Daniel and I exchanged emails about the recent piece in The New York Times, ‘Outdoors and Out of Reach, Studying the Brain,’ by Matt Richtel. We both responded strongly to the article; although we liked the discussion of technology’s effects on cognition and the positive benefits of being in nature (and away from digital technology), getting down to thinking through the various points left us both feeling pretty cranky (maybe not enough time in nature, eh?). Daniel’s already taken on some of the issues that could be raised with the piece, but I just wanted to pick up a few other threads.

The article discusses a river trip including five neuroscientists who took time away from their typical routine of digital interaction, dwelling in built environments, and conducting research to float down a river valley in Utah and spend some quality time with bats and cliffs as well as each other. To be honest, this sounds pretty idyllic to me, and I think far more conferences should be held outdoors in tents rather than in rented hotel meeting rooms with PowerPoint slides, 15-minute papers and cellophane-wrapped muffins. A whole new industry of Adventure Academic Meetings could allow physicists to discuss new breakthroughs while spelunking or philosophers to reflect on Continental theory while snowshoeing. Sign me up for the Anthropologists Hike the Appalachian Trail conference, but count me out of International Neuroanthro-Bungee 2012!

The participants in the white-watering brain sciences tête-à-tête seem to share my enthusiasm for a change in conference formats:

“There’s a real mental freedom in knowing no one or nothing can interrupt you,” Mr. Braver says. He echoes the others in noting that the trip is in many ways more effective than work retreats set in hotels, often involving hundreds of people who shuffle through quick meetings, wielding BlackBerrys. “It’s why I got into science, to talk about ideas.”
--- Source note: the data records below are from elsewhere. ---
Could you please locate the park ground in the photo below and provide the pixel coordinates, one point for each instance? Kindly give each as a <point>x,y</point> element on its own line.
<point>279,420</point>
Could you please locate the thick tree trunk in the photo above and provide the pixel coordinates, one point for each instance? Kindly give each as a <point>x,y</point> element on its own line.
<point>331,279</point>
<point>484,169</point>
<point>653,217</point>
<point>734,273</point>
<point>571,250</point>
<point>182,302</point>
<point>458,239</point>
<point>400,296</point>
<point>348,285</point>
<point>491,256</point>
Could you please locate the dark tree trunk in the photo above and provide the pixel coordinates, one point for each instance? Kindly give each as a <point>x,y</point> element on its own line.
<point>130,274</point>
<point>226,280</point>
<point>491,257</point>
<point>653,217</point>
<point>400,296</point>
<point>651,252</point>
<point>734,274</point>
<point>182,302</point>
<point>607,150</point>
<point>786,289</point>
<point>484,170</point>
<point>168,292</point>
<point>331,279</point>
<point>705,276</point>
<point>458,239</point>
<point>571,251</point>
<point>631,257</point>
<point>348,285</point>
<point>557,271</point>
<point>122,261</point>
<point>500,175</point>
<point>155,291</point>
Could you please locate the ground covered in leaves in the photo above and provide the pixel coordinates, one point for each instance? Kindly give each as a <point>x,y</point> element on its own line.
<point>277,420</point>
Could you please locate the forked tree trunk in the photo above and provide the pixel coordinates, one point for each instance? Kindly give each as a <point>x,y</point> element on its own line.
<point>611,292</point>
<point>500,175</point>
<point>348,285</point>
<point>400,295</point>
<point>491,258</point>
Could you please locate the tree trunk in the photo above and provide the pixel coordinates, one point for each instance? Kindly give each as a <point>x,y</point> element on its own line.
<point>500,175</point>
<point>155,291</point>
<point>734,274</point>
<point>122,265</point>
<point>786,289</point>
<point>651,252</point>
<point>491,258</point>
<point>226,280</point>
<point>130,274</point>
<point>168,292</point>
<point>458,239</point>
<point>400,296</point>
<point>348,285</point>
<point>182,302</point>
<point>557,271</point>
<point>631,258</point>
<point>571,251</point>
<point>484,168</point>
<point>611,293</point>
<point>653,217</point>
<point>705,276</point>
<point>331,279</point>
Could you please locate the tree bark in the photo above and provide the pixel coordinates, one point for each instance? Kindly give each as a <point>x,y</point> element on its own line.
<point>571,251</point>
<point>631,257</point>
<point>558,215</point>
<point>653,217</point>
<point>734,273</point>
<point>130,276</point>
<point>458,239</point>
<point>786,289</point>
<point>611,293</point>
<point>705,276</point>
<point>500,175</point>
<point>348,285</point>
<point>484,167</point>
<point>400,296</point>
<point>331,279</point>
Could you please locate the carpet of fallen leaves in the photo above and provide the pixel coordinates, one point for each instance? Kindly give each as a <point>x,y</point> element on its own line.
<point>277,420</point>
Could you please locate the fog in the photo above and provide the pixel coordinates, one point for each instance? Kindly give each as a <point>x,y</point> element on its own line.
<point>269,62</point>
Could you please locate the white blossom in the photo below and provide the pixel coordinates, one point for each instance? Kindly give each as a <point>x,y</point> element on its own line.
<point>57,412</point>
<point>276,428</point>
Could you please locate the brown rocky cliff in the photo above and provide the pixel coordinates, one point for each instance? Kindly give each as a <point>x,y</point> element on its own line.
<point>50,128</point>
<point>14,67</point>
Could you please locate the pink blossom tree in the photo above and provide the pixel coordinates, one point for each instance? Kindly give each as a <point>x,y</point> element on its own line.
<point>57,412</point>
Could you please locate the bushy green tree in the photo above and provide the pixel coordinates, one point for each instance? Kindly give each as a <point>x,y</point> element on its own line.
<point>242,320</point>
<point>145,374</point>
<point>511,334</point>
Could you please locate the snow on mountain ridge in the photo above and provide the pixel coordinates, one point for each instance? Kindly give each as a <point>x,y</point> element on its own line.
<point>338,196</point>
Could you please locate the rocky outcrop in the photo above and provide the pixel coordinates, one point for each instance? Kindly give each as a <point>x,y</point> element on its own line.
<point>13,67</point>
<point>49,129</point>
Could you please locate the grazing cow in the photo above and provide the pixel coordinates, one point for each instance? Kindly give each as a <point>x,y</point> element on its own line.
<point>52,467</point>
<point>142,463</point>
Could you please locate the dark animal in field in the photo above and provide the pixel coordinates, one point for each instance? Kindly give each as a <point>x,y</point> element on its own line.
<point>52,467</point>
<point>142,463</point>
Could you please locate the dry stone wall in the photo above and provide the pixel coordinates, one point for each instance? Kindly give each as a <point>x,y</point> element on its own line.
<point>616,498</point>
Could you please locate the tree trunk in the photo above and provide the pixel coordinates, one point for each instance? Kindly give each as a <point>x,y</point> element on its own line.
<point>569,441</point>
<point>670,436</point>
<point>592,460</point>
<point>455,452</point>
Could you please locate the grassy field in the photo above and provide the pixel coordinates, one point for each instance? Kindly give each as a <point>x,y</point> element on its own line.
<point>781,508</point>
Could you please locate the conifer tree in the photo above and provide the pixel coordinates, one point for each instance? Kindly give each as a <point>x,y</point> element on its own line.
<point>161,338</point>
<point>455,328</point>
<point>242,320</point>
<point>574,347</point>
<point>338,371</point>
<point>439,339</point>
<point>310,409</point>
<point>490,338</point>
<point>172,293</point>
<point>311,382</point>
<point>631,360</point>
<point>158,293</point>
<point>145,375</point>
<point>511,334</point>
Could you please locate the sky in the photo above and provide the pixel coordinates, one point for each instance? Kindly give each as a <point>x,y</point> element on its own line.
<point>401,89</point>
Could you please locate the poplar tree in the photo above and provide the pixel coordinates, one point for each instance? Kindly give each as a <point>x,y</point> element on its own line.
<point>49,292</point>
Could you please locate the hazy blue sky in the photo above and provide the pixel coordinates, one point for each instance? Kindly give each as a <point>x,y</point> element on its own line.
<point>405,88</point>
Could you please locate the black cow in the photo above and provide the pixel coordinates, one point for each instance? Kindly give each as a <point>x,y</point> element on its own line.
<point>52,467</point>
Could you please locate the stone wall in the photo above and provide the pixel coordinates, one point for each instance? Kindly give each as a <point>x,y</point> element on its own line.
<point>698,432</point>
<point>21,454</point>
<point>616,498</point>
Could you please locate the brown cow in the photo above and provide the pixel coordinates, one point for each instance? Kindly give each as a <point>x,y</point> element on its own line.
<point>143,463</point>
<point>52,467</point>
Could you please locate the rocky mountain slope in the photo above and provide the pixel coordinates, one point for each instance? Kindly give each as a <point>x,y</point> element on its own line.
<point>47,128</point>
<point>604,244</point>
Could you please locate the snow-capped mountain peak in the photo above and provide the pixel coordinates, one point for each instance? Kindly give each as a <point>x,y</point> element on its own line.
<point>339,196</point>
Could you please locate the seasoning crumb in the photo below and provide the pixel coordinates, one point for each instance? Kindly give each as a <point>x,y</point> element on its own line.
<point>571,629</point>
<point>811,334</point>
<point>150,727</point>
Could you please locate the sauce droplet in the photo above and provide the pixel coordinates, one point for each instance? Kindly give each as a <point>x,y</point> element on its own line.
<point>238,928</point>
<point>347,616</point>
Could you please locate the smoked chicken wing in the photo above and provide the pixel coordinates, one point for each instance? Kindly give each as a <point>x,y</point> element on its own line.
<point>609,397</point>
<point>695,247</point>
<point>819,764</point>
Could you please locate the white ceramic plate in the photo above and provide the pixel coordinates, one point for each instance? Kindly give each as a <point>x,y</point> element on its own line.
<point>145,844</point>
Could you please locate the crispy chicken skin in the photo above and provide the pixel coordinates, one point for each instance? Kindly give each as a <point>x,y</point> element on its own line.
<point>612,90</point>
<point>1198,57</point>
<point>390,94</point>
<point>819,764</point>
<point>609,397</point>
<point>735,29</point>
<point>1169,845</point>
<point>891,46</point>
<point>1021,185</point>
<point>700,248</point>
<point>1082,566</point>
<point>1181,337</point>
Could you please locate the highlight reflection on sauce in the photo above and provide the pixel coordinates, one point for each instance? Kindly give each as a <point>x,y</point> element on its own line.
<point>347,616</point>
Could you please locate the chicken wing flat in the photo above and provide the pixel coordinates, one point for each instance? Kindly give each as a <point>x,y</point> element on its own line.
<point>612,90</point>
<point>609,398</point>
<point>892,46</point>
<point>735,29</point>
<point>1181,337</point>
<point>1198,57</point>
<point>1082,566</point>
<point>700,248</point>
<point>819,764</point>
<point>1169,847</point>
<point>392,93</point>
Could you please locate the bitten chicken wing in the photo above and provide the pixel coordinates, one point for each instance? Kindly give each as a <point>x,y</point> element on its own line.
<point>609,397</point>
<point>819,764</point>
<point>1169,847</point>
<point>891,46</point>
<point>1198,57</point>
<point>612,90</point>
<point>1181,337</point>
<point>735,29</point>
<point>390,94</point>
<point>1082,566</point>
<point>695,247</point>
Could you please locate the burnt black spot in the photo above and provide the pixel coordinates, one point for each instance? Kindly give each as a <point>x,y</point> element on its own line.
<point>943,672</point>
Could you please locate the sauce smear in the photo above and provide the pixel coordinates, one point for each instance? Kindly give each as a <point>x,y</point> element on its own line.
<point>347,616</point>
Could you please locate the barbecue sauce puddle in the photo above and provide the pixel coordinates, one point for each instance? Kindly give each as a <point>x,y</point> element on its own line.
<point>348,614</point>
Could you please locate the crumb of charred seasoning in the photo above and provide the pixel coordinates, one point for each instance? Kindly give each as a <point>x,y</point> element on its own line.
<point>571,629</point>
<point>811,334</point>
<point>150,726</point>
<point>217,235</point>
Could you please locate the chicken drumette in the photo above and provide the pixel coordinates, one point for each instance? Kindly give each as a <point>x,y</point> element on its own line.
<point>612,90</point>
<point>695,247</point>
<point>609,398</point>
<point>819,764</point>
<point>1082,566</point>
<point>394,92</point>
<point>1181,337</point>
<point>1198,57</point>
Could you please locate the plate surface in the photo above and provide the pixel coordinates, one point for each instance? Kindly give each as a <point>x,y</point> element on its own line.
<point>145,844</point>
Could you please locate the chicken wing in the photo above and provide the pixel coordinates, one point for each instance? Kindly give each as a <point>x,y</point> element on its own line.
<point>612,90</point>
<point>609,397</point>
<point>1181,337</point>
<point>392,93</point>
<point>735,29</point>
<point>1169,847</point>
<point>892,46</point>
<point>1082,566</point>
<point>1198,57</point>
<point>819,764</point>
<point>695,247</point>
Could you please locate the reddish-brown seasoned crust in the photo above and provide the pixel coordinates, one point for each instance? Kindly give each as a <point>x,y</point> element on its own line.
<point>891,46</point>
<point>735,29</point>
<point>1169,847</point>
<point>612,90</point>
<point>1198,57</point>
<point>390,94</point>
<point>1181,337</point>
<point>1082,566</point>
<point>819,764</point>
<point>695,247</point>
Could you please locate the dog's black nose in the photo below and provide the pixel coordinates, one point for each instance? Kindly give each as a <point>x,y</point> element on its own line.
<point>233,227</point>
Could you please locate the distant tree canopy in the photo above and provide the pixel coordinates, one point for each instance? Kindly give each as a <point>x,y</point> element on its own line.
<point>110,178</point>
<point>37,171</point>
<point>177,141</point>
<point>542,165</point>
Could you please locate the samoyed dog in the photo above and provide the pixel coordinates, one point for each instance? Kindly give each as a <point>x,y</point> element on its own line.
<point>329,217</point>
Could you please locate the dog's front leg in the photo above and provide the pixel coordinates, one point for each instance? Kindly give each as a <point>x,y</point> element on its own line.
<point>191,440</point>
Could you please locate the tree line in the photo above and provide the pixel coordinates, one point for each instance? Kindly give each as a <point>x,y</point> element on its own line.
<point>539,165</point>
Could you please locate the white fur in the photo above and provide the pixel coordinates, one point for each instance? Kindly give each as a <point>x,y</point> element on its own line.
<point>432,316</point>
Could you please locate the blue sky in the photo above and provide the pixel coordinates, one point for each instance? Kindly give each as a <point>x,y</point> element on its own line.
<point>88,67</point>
One of the first things that irritated me in the NYTimes piece, however, was the conflation of living the ‘life uninterrupted’ — having a small, intimate retreat with a handful of people — and being ‘in Nature,’ as if the two were inherently inextricable. Of course, one wouldn’t have to invite hundreds of people to the hotel for a conference, and the conversations would likely be a lot more intimate and less distracted, even if your small group was at a spa or dude ranch. Likewise, you can go to Nature at an outdoor music festival and feel completely over-stimulated, even though you have no access to electricity or indoor plumbing.